At 7:30 am 5 August 2015, two members of the Lashkar-e-Tayyaba  terrorist group attacked a Border Security Force (BSF) convoy in Udhampur, killing two BSF agents and wounding 10 civilians. One of the assailants, Mohammed Naved fled, while his accomplice, Mohammed Noman was killed in the attack. Noman is said to have tried boarding the bus, but was intercepted and killed by CRPF Jawan Suresh Kumar. Naved fled the scene to the Udhampur village, where he took three locals as hostages. He was later overpowered by the hostages and subsequently arrested.

The attack occurred during a period of tension between Pakistan and India; mere days before talks hosted by the National Security Advisor, during which officials on both sides were set to discuss border-related issues between the two countries.
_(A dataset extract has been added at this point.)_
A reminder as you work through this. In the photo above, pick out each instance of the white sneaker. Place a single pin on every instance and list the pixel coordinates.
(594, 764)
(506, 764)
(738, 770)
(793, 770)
Tensions quickly arose when it was discovered the attackers were of Pakistani origin, and claims that Pakistani officials were helping militants cross the Line of Control resurfaced. 

The Lashkar-e-Tayyaba mastermind behind the attack, Abdul Rehman, was killed on October 29th, 2015, in Kulgam, Kashmir, in a joint operation by the Jammu Police, Kashmir Police, and the Indian Army.

Sabzar Bhat, a Hizbul Mujahideen militant and truck driver, was indicted for transporting the two attackers to the site of the attack on August 15.